African forests act as sources of both plant and animal foods that provide significant amounts of nutrients and healthy boosting bioactive compounds. This study investigated the relationship between knowledge, perceptions and socio-demographic attributes towards consumption of forest foods. A total of 279 females in charge of decision making with respect to food preparation, were randomly selected from 12 villages in southern and eastern Cameroon, and interviewed using researcher administered questionnaires. Multivariate logistic regression analysis was used to identify the socio demographic factors and perceptions affecting consumption of forest foods. Baillonella toxisperma
(African pearwood) (98%), Irvingia gabonesis
(bush mango) (81%) and Trichoscypha abut
(Mvout) (70%) were identified as the most nutritious foods. Among the animal forest foods, bush meat (11%) and Imbrasia
spp. (edible caterpillars) (10%) were identified as the most nutritious.

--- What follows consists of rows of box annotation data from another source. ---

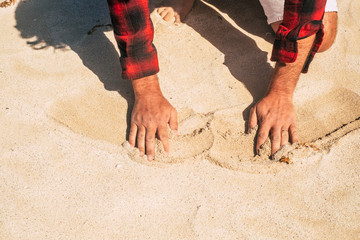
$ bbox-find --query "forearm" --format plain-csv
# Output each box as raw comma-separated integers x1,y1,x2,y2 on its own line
131,75,162,99
266,35,315,99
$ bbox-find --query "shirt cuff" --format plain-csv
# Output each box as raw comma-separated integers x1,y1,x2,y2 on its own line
120,46,159,80
271,21,324,73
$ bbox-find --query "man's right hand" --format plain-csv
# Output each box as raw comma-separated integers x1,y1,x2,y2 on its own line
129,75,178,161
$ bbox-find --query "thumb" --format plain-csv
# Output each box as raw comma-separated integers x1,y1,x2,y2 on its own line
248,105,257,133
169,108,178,133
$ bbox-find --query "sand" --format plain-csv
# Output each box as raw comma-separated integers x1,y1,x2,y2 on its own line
0,0,360,240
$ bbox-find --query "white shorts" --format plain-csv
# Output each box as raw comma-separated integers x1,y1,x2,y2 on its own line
260,0,338,24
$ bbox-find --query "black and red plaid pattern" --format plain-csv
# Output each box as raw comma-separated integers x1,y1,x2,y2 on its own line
107,0,326,80
271,0,326,73
107,0,159,80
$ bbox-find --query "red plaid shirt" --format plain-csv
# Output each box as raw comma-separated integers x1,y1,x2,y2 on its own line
107,0,326,80
271,0,326,73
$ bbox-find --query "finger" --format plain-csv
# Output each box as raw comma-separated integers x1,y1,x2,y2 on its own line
157,7,166,14
248,107,257,133
271,128,281,155
145,127,156,161
175,14,181,24
157,126,169,155
137,126,145,157
129,123,137,147
289,124,299,143
163,12,174,22
169,108,178,133
256,124,270,154
280,127,289,146
159,9,169,18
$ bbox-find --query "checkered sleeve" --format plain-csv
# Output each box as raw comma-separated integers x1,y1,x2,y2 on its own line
107,0,159,80
271,0,326,73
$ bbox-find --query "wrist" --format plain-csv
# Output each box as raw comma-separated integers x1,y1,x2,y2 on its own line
131,74,162,98
266,89,293,101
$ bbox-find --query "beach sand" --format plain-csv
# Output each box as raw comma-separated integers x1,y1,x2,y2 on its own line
0,0,360,240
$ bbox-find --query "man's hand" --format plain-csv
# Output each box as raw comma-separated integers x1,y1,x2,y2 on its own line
129,75,178,161
249,94,298,155
248,35,315,158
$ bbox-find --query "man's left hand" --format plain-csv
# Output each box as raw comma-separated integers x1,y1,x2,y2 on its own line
248,93,298,155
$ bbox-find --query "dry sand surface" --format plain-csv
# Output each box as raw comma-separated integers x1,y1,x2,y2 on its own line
0,0,360,240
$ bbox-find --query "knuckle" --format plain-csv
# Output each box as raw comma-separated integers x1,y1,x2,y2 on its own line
271,135,280,142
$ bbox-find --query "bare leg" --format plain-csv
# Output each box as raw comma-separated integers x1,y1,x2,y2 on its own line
271,12,337,52
157,0,195,23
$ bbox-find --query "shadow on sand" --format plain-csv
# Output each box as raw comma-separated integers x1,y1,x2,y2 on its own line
15,0,272,138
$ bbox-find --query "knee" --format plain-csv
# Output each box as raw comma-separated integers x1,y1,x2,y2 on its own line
319,12,337,52
271,12,337,52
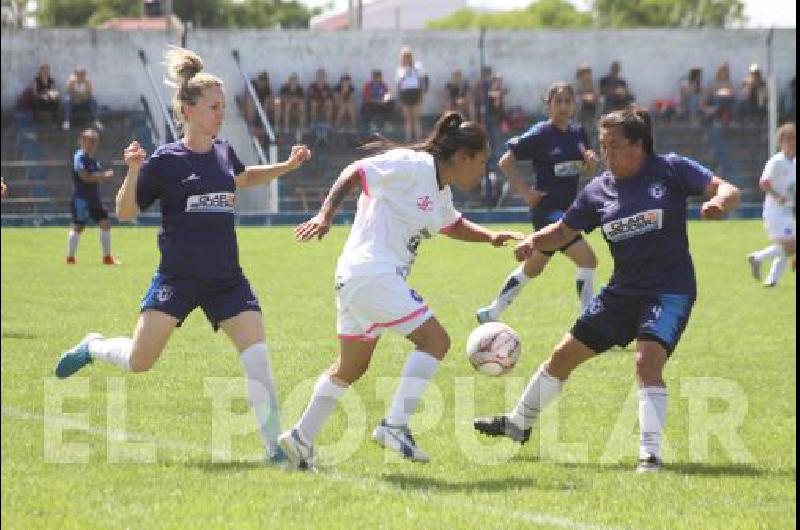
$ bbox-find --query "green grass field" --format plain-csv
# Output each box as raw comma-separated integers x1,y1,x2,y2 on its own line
2,221,797,529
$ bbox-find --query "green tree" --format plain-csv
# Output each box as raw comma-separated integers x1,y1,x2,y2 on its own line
428,0,593,29
592,0,745,28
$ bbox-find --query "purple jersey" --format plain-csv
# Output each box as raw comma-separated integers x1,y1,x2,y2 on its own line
508,121,589,210
72,149,100,201
136,139,244,279
564,154,713,296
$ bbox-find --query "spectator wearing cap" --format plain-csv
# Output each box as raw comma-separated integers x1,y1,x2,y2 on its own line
61,66,103,131
333,73,356,130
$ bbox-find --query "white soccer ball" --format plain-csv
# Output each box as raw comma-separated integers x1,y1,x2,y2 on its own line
467,322,522,376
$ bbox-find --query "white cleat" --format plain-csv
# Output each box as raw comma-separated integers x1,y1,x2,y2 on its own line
372,420,430,462
278,429,314,471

Consumption of forest foods was higher among polygamous families and also positively related to length of stay in the forest area, as well as age of female respondents. Education had an inverse relationship with use of forest foods. Perception towards the nutritional value of forest foods were also found to positively influence consumption of forest foods. Since negative perceptions were found to influence consumption, there is need to invest in awareness campaigns to strengthen the current knowledge levels among the study population.